On this anniversary, it’s time to reflect on why New Mexico’s overdose death rate has increased 150 percent in the last four years; why the state is spending upward of $22 million each year to incarcerate nonviolent drug possession offenders; and, why we are incarcerating our mothers because of their addictions who then leave behind hundreds of babies and young children.

It’s time to admit that the war on drugs is a failure and agree to turn instead to dealing with drugs as a public health problem.

Wouldn’t it be better to spend the money on clinics that might treat illnesses instead of on locking up nonviolent people?

We know a lot more things than we did 40 years ago, and it’s time to revise our strategies for combating drug misuse based on that knowledge.

We know that four out of five drug arrests are for possession only, mostly for marijuana. We know that the average cost of putting someone behind bars is about $30,000 a year, whereas the average cost of treating them is about $3,000. And we know that most communities in New Mexico lack access to high-quality drug treatment.

So let’s celebrate this anniversary by crafting a new drug strategy for the 21st century.

A strategy designed to get us to a place where politics no longer trumps science, compassion, common sense and fiscal prudence in dealing with illegal drugs. A place when marijuana legalization is no longer a question of whether but when and how. A place when people are not more likely to be arrested, prosecuted and incarcerated for violating drug laws because of their ethnicity and culture. And a time where reducing over-incarceration is broadly embraced as a moral necessity.

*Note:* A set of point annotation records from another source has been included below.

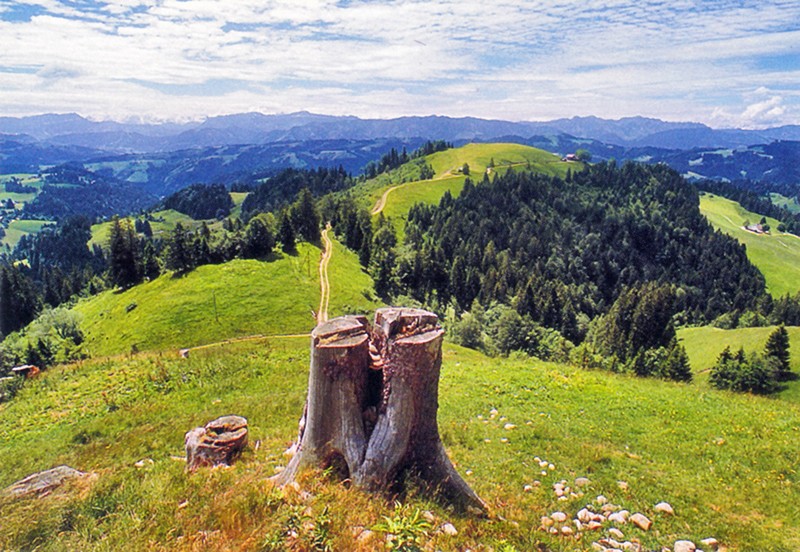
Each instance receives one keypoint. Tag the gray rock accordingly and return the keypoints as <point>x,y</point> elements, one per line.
<point>710,542</point>
<point>449,529</point>
<point>219,443</point>
<point>684,546</point>
<point>616,533</point>
<point>664,508</point>
<point>43,482</point>
<point>641,521</point>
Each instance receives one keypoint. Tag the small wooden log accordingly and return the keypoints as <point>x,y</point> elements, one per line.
<point>220,442</point>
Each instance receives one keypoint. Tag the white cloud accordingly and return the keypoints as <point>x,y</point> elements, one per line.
<point>519,60</point>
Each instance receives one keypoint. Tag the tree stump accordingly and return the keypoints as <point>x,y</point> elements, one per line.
<point>220,442</point>
<point>372,402</point>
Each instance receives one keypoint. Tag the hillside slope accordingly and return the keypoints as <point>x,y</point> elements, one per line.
<point>704,345</point>
<point>394,197</point>
<point>725,462</point>
<point>776,255</point>
<point>217,302</point>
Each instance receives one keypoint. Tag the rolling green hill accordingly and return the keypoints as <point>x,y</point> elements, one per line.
<point>789,203</point>
<point>217,302</point>
<point>725,462</point>
<point>704,344</point>
<point>18,228</point>
<point>447,167</point>
<point>776,255</point>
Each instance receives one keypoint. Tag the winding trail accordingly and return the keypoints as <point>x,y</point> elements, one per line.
<point>381,203</point>
<point>322,313</point>
<point>324,283</point>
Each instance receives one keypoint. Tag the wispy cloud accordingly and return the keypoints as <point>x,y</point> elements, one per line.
<point>677,60</point>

Let’s work with legislators who dare to raise these important questions. Let’s organize public forums and online communities where New Mexicans can take action, enlist unprecedented numbers of powerful individuals to voice their dissent publicly, and advocate for policies that focus less on obtaining convictions and more on preventing addictions.

Let’s transform this anniversary into a year of action.